Dealing wih exceptions
ugly code – three lines of code and hard to tell what it does
Problems:
- looks like Perl
- returns null (vs Optional or empty string)
- split is called twice so wasted work
- skipped URLDecoder.decode() because didn’t want to deal with a checked exception – but lost functionality. Problem caused by a missing API in Java so have to use decode.
Better approach:
- use a method with a try/catch block; call that method from the stream
- use Map.entry to simulate a tuple
- Use single char (vs regex) in split. If only pass one character to split, far faster
- split() is overloaded to take a numeric limit to how many are returned
Imperative streams
inside the for each is a print, and if statement and a LongAdder variable (good for frequent writes and infrequent reads)
then refactored to use mapToInt, a println and an if statement and a local variable. more complicated and still not functional
then switched to peek and no variabe but still an if statement (well a ternary)
finally switched to use a filter and count instead of sum
still not 100% functional because println is a side effect. ok for debugging
[good showing evolution to get functional]
Problems
- Easy to misuse forEach() because feels familiar. But easily leads to side effects
- Imperative thinking “for each of these I want to..”

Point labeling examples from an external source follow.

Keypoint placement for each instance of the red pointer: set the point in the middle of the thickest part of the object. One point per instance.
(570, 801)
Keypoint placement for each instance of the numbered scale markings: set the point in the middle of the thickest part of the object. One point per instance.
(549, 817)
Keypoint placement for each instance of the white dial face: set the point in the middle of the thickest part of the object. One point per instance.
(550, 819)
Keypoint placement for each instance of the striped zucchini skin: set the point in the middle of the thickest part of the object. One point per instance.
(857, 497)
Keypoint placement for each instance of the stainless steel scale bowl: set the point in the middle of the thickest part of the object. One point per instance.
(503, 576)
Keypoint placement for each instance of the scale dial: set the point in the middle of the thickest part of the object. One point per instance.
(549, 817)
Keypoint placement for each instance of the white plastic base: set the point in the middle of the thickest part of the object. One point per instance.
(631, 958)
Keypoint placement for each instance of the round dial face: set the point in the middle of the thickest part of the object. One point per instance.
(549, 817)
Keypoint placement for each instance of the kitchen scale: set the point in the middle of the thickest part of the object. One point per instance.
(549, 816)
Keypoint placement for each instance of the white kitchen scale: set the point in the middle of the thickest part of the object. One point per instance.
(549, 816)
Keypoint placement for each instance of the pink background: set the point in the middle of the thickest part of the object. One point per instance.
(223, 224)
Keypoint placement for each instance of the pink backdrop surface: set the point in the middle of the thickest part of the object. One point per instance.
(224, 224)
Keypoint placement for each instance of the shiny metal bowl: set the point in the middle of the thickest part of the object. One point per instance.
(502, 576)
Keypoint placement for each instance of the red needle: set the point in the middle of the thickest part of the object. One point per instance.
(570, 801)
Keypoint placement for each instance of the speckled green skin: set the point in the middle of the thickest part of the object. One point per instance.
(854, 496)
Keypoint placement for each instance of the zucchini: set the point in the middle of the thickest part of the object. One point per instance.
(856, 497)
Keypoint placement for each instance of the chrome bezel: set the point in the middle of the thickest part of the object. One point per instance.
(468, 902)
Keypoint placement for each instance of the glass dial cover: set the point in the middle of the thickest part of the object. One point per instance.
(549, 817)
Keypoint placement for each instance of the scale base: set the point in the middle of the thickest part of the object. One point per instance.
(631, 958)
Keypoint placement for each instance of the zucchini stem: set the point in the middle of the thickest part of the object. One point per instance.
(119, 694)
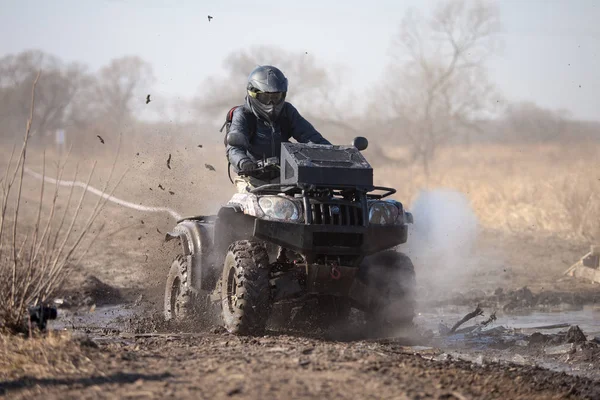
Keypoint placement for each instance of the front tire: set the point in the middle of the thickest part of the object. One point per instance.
(180, 303)
(245, 288)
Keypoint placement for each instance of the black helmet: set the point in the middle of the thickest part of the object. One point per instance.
(267, 87)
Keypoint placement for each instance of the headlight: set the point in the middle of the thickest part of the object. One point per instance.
(279, 208)
(383, 213)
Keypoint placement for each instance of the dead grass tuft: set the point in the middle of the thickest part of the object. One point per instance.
(35, 257)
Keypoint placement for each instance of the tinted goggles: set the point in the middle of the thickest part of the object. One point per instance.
(268, 98)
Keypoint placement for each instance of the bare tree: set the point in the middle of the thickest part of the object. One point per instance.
(437, 85)
(119, 83)
(58, 86)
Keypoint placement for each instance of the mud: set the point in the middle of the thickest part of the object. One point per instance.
(215, 364)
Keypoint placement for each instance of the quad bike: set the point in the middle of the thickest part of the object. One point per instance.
(323, 234)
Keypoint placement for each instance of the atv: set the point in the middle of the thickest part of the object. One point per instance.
(323, 235)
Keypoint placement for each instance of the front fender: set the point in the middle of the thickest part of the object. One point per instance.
(196, 238)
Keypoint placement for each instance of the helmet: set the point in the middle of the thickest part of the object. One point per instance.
(267, 88)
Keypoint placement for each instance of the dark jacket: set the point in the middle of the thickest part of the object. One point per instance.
(267, 139)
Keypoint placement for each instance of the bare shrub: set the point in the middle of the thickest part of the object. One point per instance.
(35, 264)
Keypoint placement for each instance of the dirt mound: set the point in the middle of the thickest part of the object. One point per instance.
(92, 291)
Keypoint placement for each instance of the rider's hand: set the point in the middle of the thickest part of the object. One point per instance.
(248, 165)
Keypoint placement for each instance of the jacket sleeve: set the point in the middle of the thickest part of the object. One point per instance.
(302, 130)
(239, 125)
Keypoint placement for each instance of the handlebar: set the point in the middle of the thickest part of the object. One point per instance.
(263, 167)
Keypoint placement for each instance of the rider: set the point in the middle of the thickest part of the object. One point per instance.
(261, 124)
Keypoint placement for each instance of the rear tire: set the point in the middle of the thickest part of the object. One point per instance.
(390, 276)
(245, 288)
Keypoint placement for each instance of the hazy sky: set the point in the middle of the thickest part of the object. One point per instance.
(551, 53)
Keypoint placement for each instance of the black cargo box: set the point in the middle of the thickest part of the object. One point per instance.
(324, 165)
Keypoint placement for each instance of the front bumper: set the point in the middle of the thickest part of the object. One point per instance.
(331, 239)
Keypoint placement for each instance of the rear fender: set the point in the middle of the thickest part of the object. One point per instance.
(196, 238)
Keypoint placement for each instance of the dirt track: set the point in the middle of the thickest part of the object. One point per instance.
(219, 365)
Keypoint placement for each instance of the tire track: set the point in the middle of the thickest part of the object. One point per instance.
(110, 198)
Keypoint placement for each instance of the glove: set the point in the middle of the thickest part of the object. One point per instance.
(248, 165)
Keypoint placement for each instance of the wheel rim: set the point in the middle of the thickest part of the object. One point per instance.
(231, 289)
(175, 292)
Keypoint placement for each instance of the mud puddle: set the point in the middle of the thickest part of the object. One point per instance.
(508, 339)
(529, 338)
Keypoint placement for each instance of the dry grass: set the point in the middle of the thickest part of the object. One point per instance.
(35, 255)
(536, 189)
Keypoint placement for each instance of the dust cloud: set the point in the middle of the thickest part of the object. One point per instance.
(441, 241)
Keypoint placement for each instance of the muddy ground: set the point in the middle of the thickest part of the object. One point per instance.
(219, 365)
(113, 301)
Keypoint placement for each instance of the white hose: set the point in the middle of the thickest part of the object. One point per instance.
(97, 192)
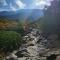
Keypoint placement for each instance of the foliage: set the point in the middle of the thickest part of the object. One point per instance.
(9, 40)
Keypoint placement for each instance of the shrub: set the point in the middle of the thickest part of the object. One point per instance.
(9, 40)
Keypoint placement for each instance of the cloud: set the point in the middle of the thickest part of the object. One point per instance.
(40, 4)
(20, 4)
(3, 2)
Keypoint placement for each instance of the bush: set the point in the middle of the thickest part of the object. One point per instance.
(9, 40)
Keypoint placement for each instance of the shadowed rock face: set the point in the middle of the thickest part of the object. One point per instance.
(52, 57)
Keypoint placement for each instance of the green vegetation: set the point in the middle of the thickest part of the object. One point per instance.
(9, 40)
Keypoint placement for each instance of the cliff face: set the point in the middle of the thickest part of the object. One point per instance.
(52, 17)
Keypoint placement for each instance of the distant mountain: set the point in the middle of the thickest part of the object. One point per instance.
(23, 14)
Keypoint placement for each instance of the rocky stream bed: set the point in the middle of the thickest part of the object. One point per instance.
(35, 47)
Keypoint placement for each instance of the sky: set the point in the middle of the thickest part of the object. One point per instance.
(14, 5)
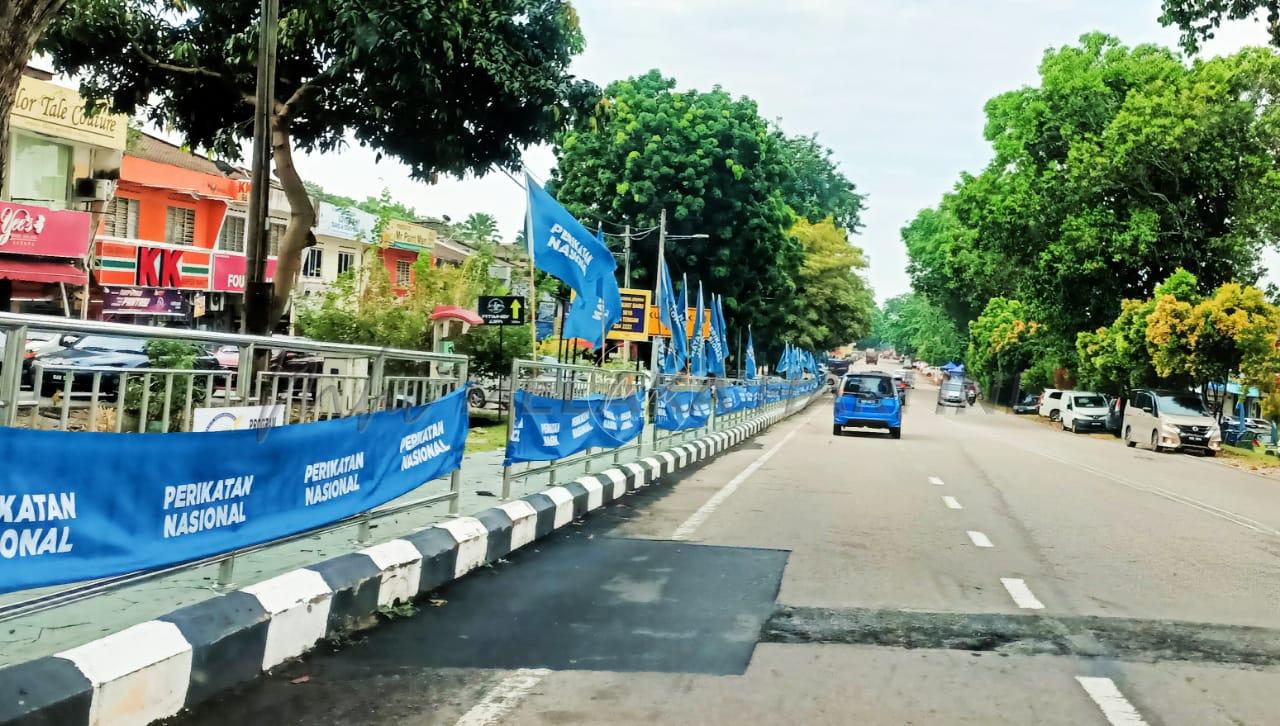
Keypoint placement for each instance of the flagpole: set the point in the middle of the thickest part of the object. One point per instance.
(533, 281)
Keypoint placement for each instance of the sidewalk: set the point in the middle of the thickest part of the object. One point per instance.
(50, 631)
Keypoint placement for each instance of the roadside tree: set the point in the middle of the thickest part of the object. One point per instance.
(442, 85)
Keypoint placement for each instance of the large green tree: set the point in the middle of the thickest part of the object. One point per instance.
(718, 169)
(837, 302)
(446, 86)
(1118, 168)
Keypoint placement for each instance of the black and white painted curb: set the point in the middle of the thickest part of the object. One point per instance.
(156, 669)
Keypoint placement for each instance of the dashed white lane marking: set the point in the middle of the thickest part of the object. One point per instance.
(1020, 593)
(979, 539)
(503, 698)
(1115, 707)
(708, 508)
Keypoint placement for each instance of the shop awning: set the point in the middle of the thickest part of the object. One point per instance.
(41, 270)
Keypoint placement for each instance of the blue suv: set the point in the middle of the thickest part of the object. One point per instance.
(868, 400)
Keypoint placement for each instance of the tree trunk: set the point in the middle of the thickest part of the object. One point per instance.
(302, 218)
(21, 24)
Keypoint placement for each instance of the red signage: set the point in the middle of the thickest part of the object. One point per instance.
(39, 231)
(231, 270)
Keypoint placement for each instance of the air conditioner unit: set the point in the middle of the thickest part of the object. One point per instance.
(92, 190)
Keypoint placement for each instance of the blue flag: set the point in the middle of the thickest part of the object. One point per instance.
(696, 341)
(716, 343)
(561, 246)
(673, 314)
(590, 316)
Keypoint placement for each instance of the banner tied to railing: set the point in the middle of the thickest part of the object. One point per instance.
(548, 428)
(681, 410)
(78, 506)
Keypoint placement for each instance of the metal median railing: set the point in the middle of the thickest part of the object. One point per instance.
(567, 382)
(85, 375)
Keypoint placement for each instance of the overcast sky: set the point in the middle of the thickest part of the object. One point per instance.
(894, 87)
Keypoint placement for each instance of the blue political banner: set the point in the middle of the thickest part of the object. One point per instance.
(128, 502)
(672, 311)
(561, 246)
(696, 342)
(549, 428)
(680, 410)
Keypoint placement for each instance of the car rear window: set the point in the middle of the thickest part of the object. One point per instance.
(876, 384)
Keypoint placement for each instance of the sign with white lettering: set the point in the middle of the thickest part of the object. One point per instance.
(129, 502)
(237, 418)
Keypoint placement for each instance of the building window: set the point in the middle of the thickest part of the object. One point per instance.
(120, 218)
(179, 225)
(40, 172)
(311, 263)
(232, 237)
(346, 261)
(275, 232)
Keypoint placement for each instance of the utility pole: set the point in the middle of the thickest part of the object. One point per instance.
(257, 291)
(626, 255)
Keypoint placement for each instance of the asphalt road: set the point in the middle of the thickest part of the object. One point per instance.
(984, 569)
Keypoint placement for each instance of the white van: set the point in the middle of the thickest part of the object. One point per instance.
(1169, 419)
(1051, 403)
(1084, 411)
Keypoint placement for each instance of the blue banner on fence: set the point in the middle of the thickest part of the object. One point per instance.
(548, 428)
(77, 506)
(730, 398)
(680, 410)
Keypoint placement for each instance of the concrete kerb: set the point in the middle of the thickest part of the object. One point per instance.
(155, 669)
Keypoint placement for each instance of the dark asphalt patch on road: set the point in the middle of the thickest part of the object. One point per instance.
(1142, 640)
(606, 605)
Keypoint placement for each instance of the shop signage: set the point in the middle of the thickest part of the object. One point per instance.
(142, 301)
(232, 270)
(40, 231)
(632, 325)
(152, 265)
(59, 112)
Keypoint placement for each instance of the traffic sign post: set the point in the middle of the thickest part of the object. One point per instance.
(502, 310)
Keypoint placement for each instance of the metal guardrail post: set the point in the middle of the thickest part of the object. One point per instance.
(10, 375)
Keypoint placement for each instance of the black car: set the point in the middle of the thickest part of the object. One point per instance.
(1028, 403)
(95, 352)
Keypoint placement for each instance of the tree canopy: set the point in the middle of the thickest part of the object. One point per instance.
(721, 170)
(446, 86)
(1121, 165)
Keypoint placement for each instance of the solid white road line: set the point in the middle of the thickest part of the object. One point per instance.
(503, 698)
(979, 539)
(707, 510)
(1020, 593)
(1115, 707)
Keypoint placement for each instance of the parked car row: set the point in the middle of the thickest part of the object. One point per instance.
(1161, 419)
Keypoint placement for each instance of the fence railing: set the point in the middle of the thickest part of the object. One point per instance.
(85, 375)
(567, 382)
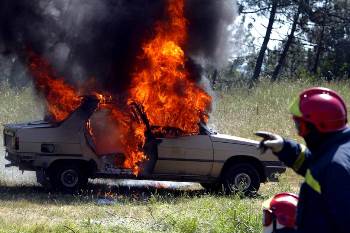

- Pause to consider if should use for each
Mixing internal and external iteration
for loop running 12 times and then getting data for each month with filter checking Month.of(x) – doesn’t work because x isn’t effectively final
“solve” effectively final by setting to different interim variable
IntStream.range(0,12).forEach – uses internal iteration but forEach. Marginaly better as don’t need interim variable
Instead return a nested map of Month to Map
Problems
- Going through data.stream() 12 times
- forEach cheat
- array not right data structure; it’s really a map of month to value
Hands on lab question
reduce (“”, (a,b) -> a+b) – works but inefficient because String concatenation
reduce(a,b) -> sb.append(b) – fails because ignores the first letter.
next attempt uses an if statement in reduce
then tried a custom collector. works but more complicated than necessary
Collector.of(StringBuilder::new, StringBuilder::append, StringBuilder::append, StringBuilder::toString
or just use Collectors.joining()
Problems
- If not using a parameter, it is probably wrong
- Side effects
- if stateent version not associative so would fail when run in parallel
Misc
- can’t use same stream multiple times
- method references are slightly more efficient than lambdas because lambda gets added into a method in bytecode. Saves a level of indirection by using method reference. But only slightly
- Calling .sorted() multiple times vs chaining comparing.thenComparing – the later is better [also works because preserves sort :)]
- parallel streams do more work. might or might not complete faster. uses fork-join pool. number of threads defaults to number of CPUs. In Java9, this is # CPUs for container. On Jaa 8, it was for physical machine
- Nested parallel streams is bad idea because using same threads so performance is worse. Can create ForkJoinPool if must. Buyer beware; this is an implementation specific behavior and tied to the profile of the machine you write it for.
My take: Fun start to he morning. I like that they covered common things in an entertaining way and not common things. Something to learn for everyone!